Non esistono modelli generali
Ogni gruppo di ricerca ha una sua specifica connotazione, per cui non si possono dedurre dei modelli di comportamento adattabili in ogni occasione. Tuttavia, il progetto condotto da Lorenza Mondada ha già avuto delle ripercussioni dirette sui gruppi analizzati, che hanno imparato ad osservare meglio il proprio funzionamento e a gestire in modo più adeguato la comunicazione nei momenti di crisi e di incomprensione.
D’altro canto, dallo studio è risultato che ogni gruppo di lavoro elabora dei modelli specifici di gestione del plurilinguismo, a seconda delle competenze e degli orientamenti linguistici dei partecipanti. E in generale, contrariamente a quanto si potrebbe supporre, non viene privilegiato l’inglese come lingua franca: nei vari gruppi c’è piuttosto la tendenza a parlare ciascuno la propria lingua.

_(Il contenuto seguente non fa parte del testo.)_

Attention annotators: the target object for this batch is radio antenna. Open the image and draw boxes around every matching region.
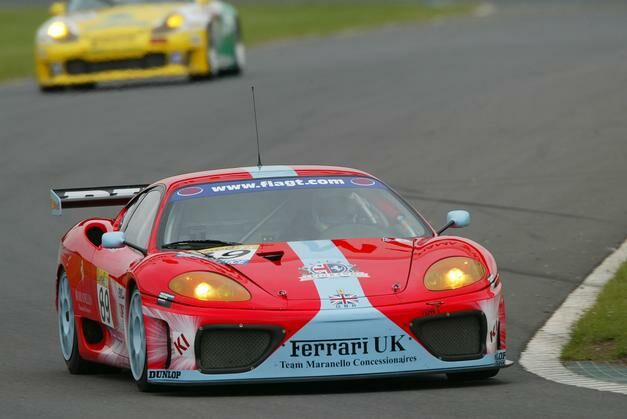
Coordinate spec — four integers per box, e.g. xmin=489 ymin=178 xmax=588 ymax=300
xmin=251 ymin=85 xmax=263 ymax=167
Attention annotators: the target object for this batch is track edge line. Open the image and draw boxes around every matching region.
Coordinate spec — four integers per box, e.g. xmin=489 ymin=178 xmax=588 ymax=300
xmin=519 ymin=238 xmax=627 ymax=395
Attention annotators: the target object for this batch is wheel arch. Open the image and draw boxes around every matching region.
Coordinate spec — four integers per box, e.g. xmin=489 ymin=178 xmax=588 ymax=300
xmin=126 ymin=275 xmax=139 ymax=307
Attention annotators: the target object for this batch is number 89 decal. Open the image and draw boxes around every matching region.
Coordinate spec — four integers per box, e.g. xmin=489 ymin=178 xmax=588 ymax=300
xmin=96 ymin=268 xmax=114 ymax=328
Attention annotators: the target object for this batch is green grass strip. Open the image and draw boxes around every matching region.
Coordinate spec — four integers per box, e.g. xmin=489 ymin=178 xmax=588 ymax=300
xmin=0 ymin=8 xmax=48 ymax=81
xmin=562 ymin=260 xmax=627 ymax=362
xmin=239 ymin=2 xmax=472 ymax=46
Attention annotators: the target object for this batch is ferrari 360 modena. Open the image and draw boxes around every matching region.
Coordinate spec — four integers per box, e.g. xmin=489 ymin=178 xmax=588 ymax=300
xmin=51 ymin=165 xmax=511 ymax=391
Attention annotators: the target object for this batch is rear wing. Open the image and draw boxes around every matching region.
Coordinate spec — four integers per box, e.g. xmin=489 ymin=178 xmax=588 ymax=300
xmin=50 ymin=184 xmax=149 ymax=216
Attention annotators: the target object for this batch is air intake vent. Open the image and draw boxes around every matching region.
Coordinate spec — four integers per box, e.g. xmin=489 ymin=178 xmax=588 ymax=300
xmin=195 ymin=326 xmax=282 ymax=374
xmin=410 ymin=311 xmax=486 ymax=361
xmin=65 ymin=54 xmax=167 ymax=75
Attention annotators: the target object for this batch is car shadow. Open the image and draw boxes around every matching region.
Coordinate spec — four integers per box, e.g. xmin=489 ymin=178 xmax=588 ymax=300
xmin=39 ymin=73 xmax=244 ymax=95
xmin=149 ymin=374 xmax=509 ymax=398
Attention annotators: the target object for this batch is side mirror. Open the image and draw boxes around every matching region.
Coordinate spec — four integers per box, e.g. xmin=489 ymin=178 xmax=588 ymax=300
xmin=437 ymin=210 xmax=470 ymax=234
xmin=49 ymin=2 xmax=66 ymax=16
xmin=102 ymin=232 xmax=126 ymax=249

“Molti gruppi hanno adottato il modello svizzero” dice Lorenza Mondada, “per cui ogni partecipante parla la propria lingua. E ciò nonostante, riescono a condurre discussioni a ritmo serrato anche su argomenti tecnici”. Più che un’unica lingua imposta, sembra proprio che sia la mescolanza di idiomi a favorire la nascita delle conoscenze scientifiche.